Strange, I’ve wandered longer here than the geese
who never came here when I was a girl.
I guess they’ve learned to avoid the countryside
on their migrations south.  Here in the city
guns are for other people, so the geese
can rest their turbulent wings on leafy lawns,
while I’ve got my cell phone, just in case
somebody’s lurking behind that wall of willows—
and there’s the bench where my mother sat
back when she could walk, and there’s the field
returned to swaying wildflowers and bird calls
where my brothers practiced with their new bows
shooting arrows into bales of yellow hay.
In winter the city built a warming shed.
Wobbly in stiff white figure-skates, I’d totter
down the ramp on freezing nights and glide out
past hockey players to the cloudy patch
closer to the bridge, smooth but dangerous,
hoping my clawed toes wouldn’t catch the ice.
 
Now here’s Cedar, where I wait for the light,
with dog walkers and Moms with strollers,
letting them leave me behind as I dawdle
half in the present, half in the past,
able to hear the roar of the airplanes
flying low over the lake as they approach runways
only if I make an effort, the noise so familiar
it might be thirty years ago or now.
I follow the path up the only hill to a spot
where I can see the whole footprint-shaped lake
with the crown of downtown skyscrapers
hovering like Oz on the horizon,
then down again to a hidden spit of beach
where the wind whips up some waves into froth
imitating the ocean I once longed to cross,
and did, again and again—but now I’m back.
A wild gabbling startles me.   I look up.

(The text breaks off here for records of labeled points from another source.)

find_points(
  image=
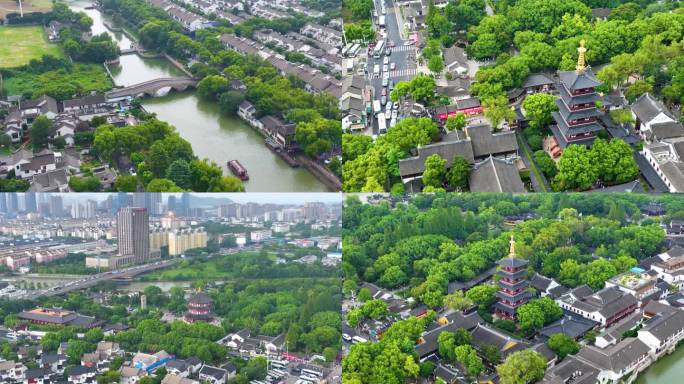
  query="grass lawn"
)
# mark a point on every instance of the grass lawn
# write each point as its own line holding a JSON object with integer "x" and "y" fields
{"x": 22, "y": 44}
{"x": 10, "y": 6}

Geese fill the air.  Today’s flocks, having rested,
are heading down to their winter demesnes,
preparing to cross the miles of America
south of here, the wet lands and state parks
where it’s true, hunters doze with binoculars
in the woods, but where others, like you,
looking out your kitchen window at dawn,
thrill to the vast deep moan of their migration.